Recommandations du comité

Recommandations du comité
  1. 98. Au vu des conclusions qui précèdent, le comité invite le Conseil d’administration à approuver les recommandations suivantes:
    • a) Notant que la décision du 12 septembre 2022 – qui déclare inconstitutionnelle la suppression du versement des contributions patronales dans un fonds compensatoire tel que prévu par la convention collective de travail (CCT) no 165/75 – fait l’objet d’un recours, le comité prie le gouvernement de le tenir informé de la décision définitive de l’autorité judiciaire à cet égard.
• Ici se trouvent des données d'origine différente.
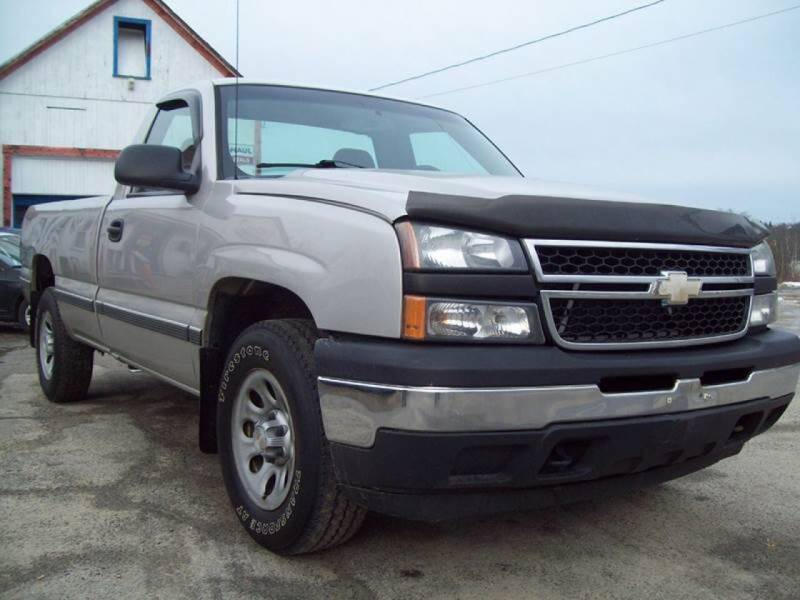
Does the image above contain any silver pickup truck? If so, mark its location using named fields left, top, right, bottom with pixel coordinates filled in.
left=22, top=80, right=800, bottom=554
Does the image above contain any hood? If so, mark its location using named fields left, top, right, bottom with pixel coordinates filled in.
left=237, top=169, right=768, bottom=247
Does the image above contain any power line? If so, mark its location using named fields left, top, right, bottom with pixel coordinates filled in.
left=417, top=4, right=800, bottom=99
left=369, top=0, right=666, bottom=92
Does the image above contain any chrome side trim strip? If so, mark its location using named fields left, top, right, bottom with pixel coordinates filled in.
left=94, top=300, right=202, bottom=344
left=523, top=239, right=754, bottom=284
left=55, top=288, right=203, bottom=346
left=318, top=364, right=800, bottom=447
left=54, top=288, right=95, bottom=312
left=540, top=289, right=753, bottom=351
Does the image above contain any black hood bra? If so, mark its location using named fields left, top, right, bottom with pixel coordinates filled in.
left=406, top=192, right=769, bottom=248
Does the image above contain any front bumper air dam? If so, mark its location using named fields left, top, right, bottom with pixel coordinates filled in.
left=317, top=331, right=800, bottom=520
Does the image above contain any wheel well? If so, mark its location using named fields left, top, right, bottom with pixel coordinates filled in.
left=32, top=254, right=56, bottom=294
left=199, top=277, right=314, bottom=453
left=28, top=254, right=56, bottom=348
left=204, top=277, right=314, bottom=352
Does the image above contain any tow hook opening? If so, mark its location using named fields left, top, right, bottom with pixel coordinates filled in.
left=728, top=412, right=763, bottom=442
left=539, top=440, right=590, bottom=475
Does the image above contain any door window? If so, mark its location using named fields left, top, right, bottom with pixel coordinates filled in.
left=145, top=103, right=196, bottom=169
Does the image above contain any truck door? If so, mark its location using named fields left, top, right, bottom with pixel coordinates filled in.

    • b) Le comité prie le gouvernement de fournir des informations sur les procédures judiciaires engagées concernant la contestation des effets de la loi no 10.548/2018 sur la négociation collective.
    • c) Le comité veut croire que les autorités compétentes tiendront compte des conclusions concernant ce cas et modifieront, en consultation avec les partenaires sociaux représentatifs, la teneur de la loi provinciale no 7.565/1987 (en matière d’arbitrage obligatoire) et de la loi provinciale no 10.461/2017 (sur la définition du service minimum et l’imposition de sanctions impliquant du travail d’intérêt général pour non-respect de la loi), dans le sens indiqué par le comité. Le comité prie le gouvernement de lui communiquer des informations à cet égard.